Table 1. Baseline characteristics¹

Safety¹

Among evaluable patients (n = 23), most Grade ≥ 3 treatment-emergent adverse events (≥ 25% occurrence) were hematological events, and there were no dose limiting toxicities, deaths or Grade 5 adverse events related to AUTO3 infusion. Grade 3–4 neutropenia, thrombocytopenia, and anemia occurred in 87%, 57%, and 48% of patients, respectively.  Serious adverse events were mostly hematologic events, and others included gallbladder abscess (n = 1), Grade 4 parainfluenza pneumonia (n = 1), subdural hemorrhage (n = 1), and Grade 3 neurotoxicity (n = 1); all of which resolved.

Cytokine release syndrome

Cytokine release syndrome (CRS) events occurred in nine patients (39%). Grade 1 and 2 CRS occurred in six and three patients, respectively. No Grade ≥ 3 CRS occurred with primary infusion. Tocilizumab was administered to four patients. Median time to onset of CRS was 7 days (range, 1–36) with a median duration of 5 days (range, 1–19).

Neurotoxicity

One patient experienced neurotoxicity on Day 53, which was Grade 3, and occurred in the 50 × 10⁶ AUTO3 without pembrolizumab cohort. The patient was managed with steroid treatment and the event resolved. Of note, no neurotoxicity events were seen in the 150 × 10⁶ AUTO3 and 450 × 10⁶ AUTO3 cohorts, as well as pembrolizumab cohorts.

Efficacy¹

Overall response rate (ORR) and CR rates among evaluable patients are presented in Table 2, below.

Table 2. Response rates

Complete remission was achieved in 11/23 patients. At a median follow-up of 3 months (range, 1–12), complete responses achieved with ≥ 150 × 10⁶ AUTO3 doses were durable, which were considered a possible effect of dual targeting.

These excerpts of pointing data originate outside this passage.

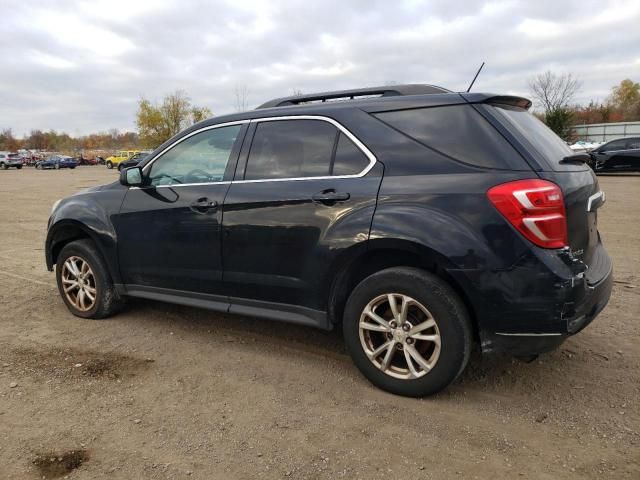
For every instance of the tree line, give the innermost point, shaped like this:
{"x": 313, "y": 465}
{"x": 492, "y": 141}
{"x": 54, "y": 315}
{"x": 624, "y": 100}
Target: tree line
{"x": 553, "y": 93}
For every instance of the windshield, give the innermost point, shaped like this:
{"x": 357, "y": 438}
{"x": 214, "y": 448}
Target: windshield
{"x": 535, "y": 135}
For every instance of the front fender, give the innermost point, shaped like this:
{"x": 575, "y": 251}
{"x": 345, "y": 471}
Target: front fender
{"x": 86, "y": 215}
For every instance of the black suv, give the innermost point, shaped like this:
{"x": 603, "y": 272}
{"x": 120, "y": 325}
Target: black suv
{"x": 420, "y": 220}
{"x": 622, "y": 155}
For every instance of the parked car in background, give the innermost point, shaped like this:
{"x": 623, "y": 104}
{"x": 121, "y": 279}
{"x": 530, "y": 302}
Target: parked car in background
{"x": 57, "y": 162}
{"x": 10, "y": 160}
{"x": 121, "y": 156}
{"x": 133, "y": 161}
{"x": 621, "y": 155}
{"x": 86, "y": 161}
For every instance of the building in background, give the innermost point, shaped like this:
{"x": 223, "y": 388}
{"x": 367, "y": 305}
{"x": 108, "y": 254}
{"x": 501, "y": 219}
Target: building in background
{"x": 604, "y": 132}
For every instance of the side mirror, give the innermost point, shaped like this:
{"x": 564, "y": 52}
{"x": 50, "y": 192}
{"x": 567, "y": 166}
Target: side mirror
{"x": 131, "y": 177}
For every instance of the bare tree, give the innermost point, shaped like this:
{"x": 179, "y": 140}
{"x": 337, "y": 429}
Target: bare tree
{"x": 241, "y": 93}
{"x": 554, "y": 91}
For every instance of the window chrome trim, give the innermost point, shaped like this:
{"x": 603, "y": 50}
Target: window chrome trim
{"x": 361, "y": 146}
{"x": 528, "y": 334}
{"x": 180, "y": 140}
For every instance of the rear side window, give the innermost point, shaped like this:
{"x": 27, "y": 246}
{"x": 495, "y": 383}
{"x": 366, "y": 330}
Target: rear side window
{"x": 536, "y": 136}
{"x": 349, "y": 160}
{"x": 633, "y": 144}
{"x": 291, "y": 149}
{"x": 457, "y": 131}
{"x": 615, "y": 145}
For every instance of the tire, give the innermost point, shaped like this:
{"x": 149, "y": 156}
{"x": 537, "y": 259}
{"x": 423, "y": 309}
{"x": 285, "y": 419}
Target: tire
{"x": 435, "y": 302}
{"x": 106, "y": 301}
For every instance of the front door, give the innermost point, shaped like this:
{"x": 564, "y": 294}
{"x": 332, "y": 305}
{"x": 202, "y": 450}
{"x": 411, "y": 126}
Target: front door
{"x": 169, "y": 229}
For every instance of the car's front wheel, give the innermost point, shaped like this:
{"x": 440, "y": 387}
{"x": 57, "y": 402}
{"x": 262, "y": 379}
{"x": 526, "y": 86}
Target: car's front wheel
{"x": 407, "y": 331}
{"x": 84, "y": 282}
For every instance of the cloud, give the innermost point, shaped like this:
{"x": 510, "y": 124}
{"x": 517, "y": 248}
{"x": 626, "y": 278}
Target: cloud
{"x": 81, "y": 66}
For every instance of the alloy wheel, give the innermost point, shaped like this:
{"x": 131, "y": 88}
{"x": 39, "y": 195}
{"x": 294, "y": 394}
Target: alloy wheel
{"x": 400, "y": 336}
{"x": 79, "y": 283}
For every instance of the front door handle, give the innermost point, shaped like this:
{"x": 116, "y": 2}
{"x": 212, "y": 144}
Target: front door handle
{"x": 203, "y": 205}
{"x": 330, "y": 196}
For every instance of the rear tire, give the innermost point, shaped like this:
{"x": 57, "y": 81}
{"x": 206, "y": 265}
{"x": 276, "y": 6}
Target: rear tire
{"x": 428, "y": 338}
{"x": 81, "y": 270}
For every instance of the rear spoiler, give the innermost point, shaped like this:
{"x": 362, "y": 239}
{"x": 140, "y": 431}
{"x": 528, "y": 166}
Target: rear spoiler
{"x": 510, "y": 100}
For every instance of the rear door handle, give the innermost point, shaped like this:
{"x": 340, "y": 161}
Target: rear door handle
{"x": 330, "y": 196}
{"x": 203, "y": 205}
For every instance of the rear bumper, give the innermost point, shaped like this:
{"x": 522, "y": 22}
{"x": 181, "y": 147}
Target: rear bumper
{"x": 541, "y": 303}
{"x": 522, "y": 344}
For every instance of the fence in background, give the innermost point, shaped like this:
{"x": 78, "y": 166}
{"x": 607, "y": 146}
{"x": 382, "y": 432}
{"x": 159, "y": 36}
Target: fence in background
{"x": 603, "y": 132}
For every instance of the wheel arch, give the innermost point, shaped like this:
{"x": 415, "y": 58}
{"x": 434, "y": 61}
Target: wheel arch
{"x": 66, "y": 231}
{"x": 388, "y": 253}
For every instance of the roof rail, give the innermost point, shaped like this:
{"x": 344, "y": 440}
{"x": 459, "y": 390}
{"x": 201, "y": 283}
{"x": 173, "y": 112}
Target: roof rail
{"x": 386, "y": 91}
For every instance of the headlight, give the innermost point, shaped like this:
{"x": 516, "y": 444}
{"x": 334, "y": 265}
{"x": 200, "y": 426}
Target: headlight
{"x": 55, "y": 205}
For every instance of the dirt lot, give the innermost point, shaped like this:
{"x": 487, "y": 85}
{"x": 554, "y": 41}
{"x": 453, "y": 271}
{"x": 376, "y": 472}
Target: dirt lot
{"x": 162, "y": 391}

The recommended phase II dosing range of 150–450 × 10⁶ dose with pembrolizumab on Day −1 was selected.

Conclusion

These data indicate durable complete responses with a favorable safety profile, with a low incidence of Grade 3 and higher CRS and neurotoxicity events. According to the investigators, one possible reason behind low levels of CRS and neurotoxicity events is the lower levels of cytokine production due to humanized binders, novel spacers, and the costimulatory domains in AUTO3, but this needs further evaluation. Now that the dose escalation phase has completed and a dose between 150 × 10⁶ and 450 × 10⁶ AUTO3 plus Day −1 pembrolizumab has been recommended for phase II, the outpatient expansions cohort will begin enrollment soon.